By creating a main character so unaware of the pitfalls of making wishes (an age-old plot device), the filmmakers have underestimated the audience's intelligence—a true sin. It doesn't take long for our sympathy for this buffoon to wane. The story's structure, however, which metamorphoses Elliot, Alison, and their small circle of co-workers every time he makes a new wish, is kind of fun, and tests the ranges of the actors involved, particularly Fraser's. In addition to the drug lord, he becomes a giant basketball star, an Alfred E. Newman look-alike, a self-centered author, and a soon-to-be-assassinated US President, among other personas. Hurley, on the other hand, is asked to slip in and out of male erotic fantasies, including being a short-skirted schoolteacher, a short-skirted meter maid, a short-skirted . . . you get the idea.

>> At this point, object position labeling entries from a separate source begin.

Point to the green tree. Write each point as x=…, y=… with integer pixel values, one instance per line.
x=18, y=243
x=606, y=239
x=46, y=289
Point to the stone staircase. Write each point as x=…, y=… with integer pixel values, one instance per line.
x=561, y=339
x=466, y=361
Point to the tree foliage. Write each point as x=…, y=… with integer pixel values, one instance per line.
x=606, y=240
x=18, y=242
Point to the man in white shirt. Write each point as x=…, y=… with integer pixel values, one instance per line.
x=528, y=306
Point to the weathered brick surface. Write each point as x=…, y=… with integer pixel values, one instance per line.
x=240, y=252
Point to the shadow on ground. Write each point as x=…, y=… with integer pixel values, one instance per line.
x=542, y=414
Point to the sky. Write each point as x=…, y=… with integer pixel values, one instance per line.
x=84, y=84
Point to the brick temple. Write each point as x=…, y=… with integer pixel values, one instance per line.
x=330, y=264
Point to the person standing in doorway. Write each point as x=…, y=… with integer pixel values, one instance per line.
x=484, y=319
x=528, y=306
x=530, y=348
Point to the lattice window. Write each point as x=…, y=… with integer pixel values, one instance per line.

The script, co-written by Harold Ramis, has some witty dialogue, but the jokes and visual gags usually don't go far beyond the obvious. If it's light comedy you're after, this might have just the right, airy touch.

This Fox DVD, enhanced for 16:9 televisions, looks stunning and is rich in primary colors, especially bright reds. Contrast and clarity are excellent, resulting in good picture detail. And while the soundtrack doesn't give your surrounds much of a workout, it does have some occasionally interesting moments, particularly in the use of special aural effects when Elliot transitions from one "reality" to another.

This disc's package of extras rises above the ordinary, however. Bedazzled is the first feature film to be released on DVD with Nuon features, meaning it offers a greater level of interactivity when played on a Nuon-enhanced DVD player. [See the December 2000 issue ofSGHT for a review of the Samsung DVD-N2000 Nuon-enhanced DVD player.—Ed.] Nuon features include Gamma Zoom, which lets you zoom in at about a 20:1 ratio on selected scenes, in order to discover something new or an interesting production trick; Hyperslides, which pair pre-production renderings with descriptive text alongside the appropriate scene in the film; and an Elizabeth Hurley fashion show, which highlights 12 of the actress's costumes.

A pair of audio commentaries—one by Ramis, one by Hurley and producer Trevor Albert—give you more than you really need to know about the production. Ramis is laid-back, but this accomplished maker of film comedies usually has interesting things to say—when he talks, you know you're getting the perspective of someone who knows what audiences want. Albert's track, meanwhile, is a bit more lively, and complements and overlaps Ramis's comments. Hurley seems to be in the same room with Albert, but you'd hardly know it by the scarcity of her remarks. Both commentary tracks are available in Nuon Digest versions—sort of "greatest hits" collections that contain the most informative and entertaining comments.

Also included is an HBO "making of" featurette hosted by Hurley. Its tongue-in-cheek style can get annoying, however; only Hurley's charm makes it watchable. More worthwhile is a look at the film's production design, with considerable detail about the many costumes and make-up effects used in the film.

Rounding out the supplements are a few dozen production stills, four trailers and TV spots, and the THX Optimode roster of color bars and PLUGE patterns, designed to help viewers properly calibrate their TVs.

While it looks great and is packed with mostly entertaining extras, the Bedazzled DVD isn't a must-own by any means. Hurley makes the Devil look better than ever, but the film's scattered chuckles and its over-reliance on hackneyed plot contrivances are likely to leave you bored more often than bedazzled.